After a great Moroccan lunch and hot honey tea, we went out to explore. (A funny side note here is that all the Moroccan men that Mr. Point came into contact with kept calling him Ali Baba. We don't know if it was the beard or what, but the name stuck and now we call him that too.)
We wandered around the souks or souqs, depending on your spelling desires. We saw spice markets.
And carts pulled by donkeys and monkeys on leashes.
The medina was full of tourists. But as touristy as it was, it was also filled with locals doing their daily shopping. Picking up fruits, sweet breads, spices, dried meats, and other various things.
In addition to fruits, breads, spices, and dried meats, you can also pick up spare teeth and denture sets. Yes, it is one stop shopping here.
Ashlenne got some black henna done on her arm.
Here is what it looked like all dry. The darkest spots lasted almost a month. But lighter places started to face in two weeks.
My beautiful sister-in-law, Leslie, got the brown henna.
It dried and stained her skin this fabulous tangerine shade. Lovely!
Some of the souks were in these tiny, twisting streets. The whole place smelled of leather, dried spices, and a thousand years of history. (Believe it or not, history is kind of stinky. Think a combination of dirt, urine, sweat, and animals.)
We went shopping for rugs. It was all a very stressful experience. Shopping and paying for things is all done with haggling. It's something I don't like. I like to walk into a store, see a price tag, know what I have to pay, and be done with it. I don't like being told, "Oh, best price for you!" I don't like having to refuse to buy something and then walk out then be chased down the street with a new deal when they see you leaving. It's a real pain in the neck. Literally.
My younger brother mastered some haggling and scored himself this wonderful carved cane inlaid with silver. He severely broke his leg when we were kids and all this traveling really wears him down. But at least now, he can be dapper and limp in style.

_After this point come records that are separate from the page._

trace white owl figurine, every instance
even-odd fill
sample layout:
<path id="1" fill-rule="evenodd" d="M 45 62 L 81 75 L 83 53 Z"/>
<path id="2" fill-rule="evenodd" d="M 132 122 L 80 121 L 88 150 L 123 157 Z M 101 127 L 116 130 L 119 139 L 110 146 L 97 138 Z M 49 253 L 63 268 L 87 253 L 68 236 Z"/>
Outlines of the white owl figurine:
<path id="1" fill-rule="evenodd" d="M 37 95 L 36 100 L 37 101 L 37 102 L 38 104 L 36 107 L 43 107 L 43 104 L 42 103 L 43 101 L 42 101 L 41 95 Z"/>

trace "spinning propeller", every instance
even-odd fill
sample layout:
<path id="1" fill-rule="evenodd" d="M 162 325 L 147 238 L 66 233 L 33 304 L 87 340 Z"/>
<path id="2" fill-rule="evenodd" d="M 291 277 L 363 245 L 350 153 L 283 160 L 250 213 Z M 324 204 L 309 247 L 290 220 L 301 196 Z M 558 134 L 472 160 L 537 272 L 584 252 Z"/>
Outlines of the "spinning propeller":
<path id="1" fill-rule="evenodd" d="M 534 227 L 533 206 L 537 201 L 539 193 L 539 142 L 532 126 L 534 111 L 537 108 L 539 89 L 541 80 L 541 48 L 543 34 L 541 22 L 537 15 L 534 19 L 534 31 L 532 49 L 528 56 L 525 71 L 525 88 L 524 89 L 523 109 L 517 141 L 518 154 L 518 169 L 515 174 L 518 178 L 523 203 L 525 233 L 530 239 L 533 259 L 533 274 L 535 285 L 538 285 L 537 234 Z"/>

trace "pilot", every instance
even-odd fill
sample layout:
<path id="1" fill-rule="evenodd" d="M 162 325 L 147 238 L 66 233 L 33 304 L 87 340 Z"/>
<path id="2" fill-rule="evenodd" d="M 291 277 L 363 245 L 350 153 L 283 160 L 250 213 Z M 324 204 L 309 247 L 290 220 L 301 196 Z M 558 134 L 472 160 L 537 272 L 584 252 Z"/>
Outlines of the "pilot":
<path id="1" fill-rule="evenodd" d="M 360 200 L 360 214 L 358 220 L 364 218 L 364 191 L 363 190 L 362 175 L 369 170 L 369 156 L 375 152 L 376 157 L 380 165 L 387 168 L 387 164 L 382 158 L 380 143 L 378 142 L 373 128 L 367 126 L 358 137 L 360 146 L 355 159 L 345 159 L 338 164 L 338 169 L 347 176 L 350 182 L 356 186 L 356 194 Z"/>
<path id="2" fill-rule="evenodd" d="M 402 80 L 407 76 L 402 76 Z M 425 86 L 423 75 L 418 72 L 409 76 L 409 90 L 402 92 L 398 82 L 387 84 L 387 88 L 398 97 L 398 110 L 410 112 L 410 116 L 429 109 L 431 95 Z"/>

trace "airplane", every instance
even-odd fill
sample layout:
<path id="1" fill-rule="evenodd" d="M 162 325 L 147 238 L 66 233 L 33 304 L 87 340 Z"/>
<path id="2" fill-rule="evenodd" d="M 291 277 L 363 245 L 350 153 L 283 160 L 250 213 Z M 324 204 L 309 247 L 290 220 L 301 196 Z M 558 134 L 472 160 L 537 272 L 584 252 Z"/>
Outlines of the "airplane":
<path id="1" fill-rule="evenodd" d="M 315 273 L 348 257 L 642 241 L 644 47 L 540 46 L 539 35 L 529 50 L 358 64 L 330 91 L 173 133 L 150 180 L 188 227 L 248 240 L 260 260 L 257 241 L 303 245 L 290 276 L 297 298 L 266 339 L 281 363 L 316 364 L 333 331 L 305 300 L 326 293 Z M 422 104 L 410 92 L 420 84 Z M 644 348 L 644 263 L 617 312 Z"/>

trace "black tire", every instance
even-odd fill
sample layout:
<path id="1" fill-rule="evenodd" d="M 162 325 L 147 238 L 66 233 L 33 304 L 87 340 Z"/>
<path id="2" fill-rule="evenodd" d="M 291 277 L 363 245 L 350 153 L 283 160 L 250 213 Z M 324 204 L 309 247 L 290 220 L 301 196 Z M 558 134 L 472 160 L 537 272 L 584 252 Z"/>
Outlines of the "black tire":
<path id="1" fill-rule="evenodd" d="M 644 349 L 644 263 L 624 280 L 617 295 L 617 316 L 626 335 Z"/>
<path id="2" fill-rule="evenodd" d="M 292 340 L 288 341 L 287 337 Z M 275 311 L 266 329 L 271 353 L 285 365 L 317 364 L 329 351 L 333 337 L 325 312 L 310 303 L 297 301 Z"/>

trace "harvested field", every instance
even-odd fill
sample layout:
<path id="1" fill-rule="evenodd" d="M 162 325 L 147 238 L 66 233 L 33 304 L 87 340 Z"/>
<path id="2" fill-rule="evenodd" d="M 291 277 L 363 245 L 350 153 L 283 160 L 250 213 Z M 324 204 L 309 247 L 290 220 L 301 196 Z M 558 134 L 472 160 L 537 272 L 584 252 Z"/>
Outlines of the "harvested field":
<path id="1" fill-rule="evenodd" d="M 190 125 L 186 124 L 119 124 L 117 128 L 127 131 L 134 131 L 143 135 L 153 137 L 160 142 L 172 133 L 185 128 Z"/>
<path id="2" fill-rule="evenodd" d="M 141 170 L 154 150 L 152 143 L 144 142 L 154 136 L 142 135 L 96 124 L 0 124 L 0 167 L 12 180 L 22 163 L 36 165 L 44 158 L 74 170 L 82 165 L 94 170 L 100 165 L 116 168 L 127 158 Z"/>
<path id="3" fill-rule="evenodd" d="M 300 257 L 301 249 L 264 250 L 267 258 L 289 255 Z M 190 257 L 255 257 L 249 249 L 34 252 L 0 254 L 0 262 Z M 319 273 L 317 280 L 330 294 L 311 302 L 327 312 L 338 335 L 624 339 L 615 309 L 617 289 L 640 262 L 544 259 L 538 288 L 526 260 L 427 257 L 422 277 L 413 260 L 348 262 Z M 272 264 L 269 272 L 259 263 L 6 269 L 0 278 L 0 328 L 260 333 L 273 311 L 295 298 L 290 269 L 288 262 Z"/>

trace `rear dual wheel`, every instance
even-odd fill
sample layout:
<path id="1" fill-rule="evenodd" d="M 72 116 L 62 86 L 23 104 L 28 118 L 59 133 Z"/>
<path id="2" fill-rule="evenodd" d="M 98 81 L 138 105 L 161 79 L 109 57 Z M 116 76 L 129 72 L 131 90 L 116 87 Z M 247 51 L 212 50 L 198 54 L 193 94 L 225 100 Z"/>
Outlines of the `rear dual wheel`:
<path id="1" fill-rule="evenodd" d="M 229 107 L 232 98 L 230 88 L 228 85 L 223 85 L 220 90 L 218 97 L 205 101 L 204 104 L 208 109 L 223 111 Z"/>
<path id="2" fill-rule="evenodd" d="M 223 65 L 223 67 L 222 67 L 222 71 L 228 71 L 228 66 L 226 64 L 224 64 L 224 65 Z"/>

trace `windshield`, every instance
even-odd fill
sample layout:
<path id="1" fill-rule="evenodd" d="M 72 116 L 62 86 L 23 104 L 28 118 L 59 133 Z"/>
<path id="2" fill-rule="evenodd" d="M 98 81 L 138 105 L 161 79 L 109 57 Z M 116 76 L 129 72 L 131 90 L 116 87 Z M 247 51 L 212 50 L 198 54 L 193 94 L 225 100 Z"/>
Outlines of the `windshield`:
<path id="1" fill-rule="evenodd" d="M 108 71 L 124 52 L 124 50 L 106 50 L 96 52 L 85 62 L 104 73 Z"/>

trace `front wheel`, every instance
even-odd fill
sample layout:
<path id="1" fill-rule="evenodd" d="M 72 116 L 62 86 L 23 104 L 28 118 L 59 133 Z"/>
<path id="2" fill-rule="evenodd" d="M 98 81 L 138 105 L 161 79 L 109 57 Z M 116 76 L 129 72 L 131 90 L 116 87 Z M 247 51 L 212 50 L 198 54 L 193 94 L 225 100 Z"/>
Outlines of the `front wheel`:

After the long vomit filled drive, the almost assault by Mr. Snake Charmer, the stressful haggling, I finally really started to enjoy Marrakech. I even bought a beautiful scarf. People have asked me after hearing about our day if I would go back. "In a heartbeat," I answer. Why? Because traveling isn't supposed to be easy. The whole goal of traveling is to see, experience, taste, and do things that are different. Things that take you out of your comfort zone. Things that push the limits of normal for you. Check, check, and check on all those things in Marrakech.
I rode back on the long vomitless drive to Casablanca, tired, but oh so glad I had seen Marrakech.